Repository files navigation

MASPRNG - Intel MIC (vector) accelerated SPRNG library

General requirements:
    GNU compilers, require 4.8 or greater for __builtin_cpu_supports()
    C++98 - function overloading, object-oriented 
    C++11 - non-static initialization in struct/class

SIMD requirements:
    SSE - at least SSE4.1 for _mm_mullo_epi32() and _mm_mul_epi32()
    AVX - at least AVX2 for integer instructions, _mm256_mullo_epi32(), _mm256_mul_epi32(), and others
          at least SSE2 _mm_shuffle_epi32() and _mm_or_epi32()

Only a single SIMD technology is allowed per SPRNG object.
All SIMD macro decisions are ordered from most recent technology to oldest.
This allows the use of best available technology without the user having to specify.
Note that the user is allowed to decide on a specific technology using a macro definition.

Each VSPRNG object generates random numbers from multiple streams. The number of streams
depends on the width of the vector unit and the type of random number considered.

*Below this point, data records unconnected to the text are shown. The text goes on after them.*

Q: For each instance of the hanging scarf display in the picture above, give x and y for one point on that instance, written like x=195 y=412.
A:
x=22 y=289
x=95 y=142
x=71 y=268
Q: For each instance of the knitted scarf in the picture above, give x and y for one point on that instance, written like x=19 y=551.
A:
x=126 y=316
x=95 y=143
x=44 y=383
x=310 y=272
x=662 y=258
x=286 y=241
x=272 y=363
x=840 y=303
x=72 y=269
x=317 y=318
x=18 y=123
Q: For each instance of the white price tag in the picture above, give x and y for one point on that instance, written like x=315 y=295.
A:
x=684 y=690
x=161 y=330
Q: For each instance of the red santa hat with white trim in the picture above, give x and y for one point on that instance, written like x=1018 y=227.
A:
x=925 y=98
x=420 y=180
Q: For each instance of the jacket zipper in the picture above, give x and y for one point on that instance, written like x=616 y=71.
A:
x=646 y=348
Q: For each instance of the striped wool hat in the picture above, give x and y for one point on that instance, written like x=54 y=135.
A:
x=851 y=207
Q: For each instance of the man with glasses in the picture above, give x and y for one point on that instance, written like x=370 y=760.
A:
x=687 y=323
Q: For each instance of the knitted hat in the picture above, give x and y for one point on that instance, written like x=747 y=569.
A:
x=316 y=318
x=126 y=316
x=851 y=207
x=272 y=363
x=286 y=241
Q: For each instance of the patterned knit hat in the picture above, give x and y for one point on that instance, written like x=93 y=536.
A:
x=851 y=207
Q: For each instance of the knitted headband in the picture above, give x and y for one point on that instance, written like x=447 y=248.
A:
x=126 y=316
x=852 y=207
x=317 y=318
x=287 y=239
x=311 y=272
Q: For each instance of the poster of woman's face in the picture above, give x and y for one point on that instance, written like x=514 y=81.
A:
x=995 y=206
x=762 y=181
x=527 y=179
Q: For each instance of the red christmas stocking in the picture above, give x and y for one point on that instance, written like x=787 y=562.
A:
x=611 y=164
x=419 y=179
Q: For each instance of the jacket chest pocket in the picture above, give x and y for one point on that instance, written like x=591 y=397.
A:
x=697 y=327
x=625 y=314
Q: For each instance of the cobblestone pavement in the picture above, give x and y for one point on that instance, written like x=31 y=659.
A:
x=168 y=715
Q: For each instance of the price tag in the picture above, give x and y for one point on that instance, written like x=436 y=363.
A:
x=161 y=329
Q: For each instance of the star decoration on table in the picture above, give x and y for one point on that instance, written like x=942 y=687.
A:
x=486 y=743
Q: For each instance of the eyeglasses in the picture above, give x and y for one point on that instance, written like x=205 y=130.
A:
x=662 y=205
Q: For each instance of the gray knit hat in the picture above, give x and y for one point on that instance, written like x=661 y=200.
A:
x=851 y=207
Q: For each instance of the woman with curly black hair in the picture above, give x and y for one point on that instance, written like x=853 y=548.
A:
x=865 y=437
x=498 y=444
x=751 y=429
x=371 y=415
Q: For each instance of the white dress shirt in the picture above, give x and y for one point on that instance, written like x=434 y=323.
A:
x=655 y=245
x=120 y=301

SPRNG provides a capability of performing 64-bit operations using 64-bit (LONG_SPRNG) or 32-bit registers.
LONG_SPRNG mode is generally faster and the current implementation generates different set of random numbers.

The scalar SPRNG objects are supported via the same interface as SPRNG v5.0. The vector SPRNG
objects are supported via a very similar interface as SPRNG v5.0.

As part of this project, a C interface for Intel SIMD intrinsics was developed. This interface
allows applications to easily and systematically access the available vector technologies.

Arrays of SIMD intrinsics are allocated using posix_memalign(), using fixed arrays
worked for SSE but not AVX. It seems this is due to compiler (GCC) not providing automatic
support for large vector datatypes.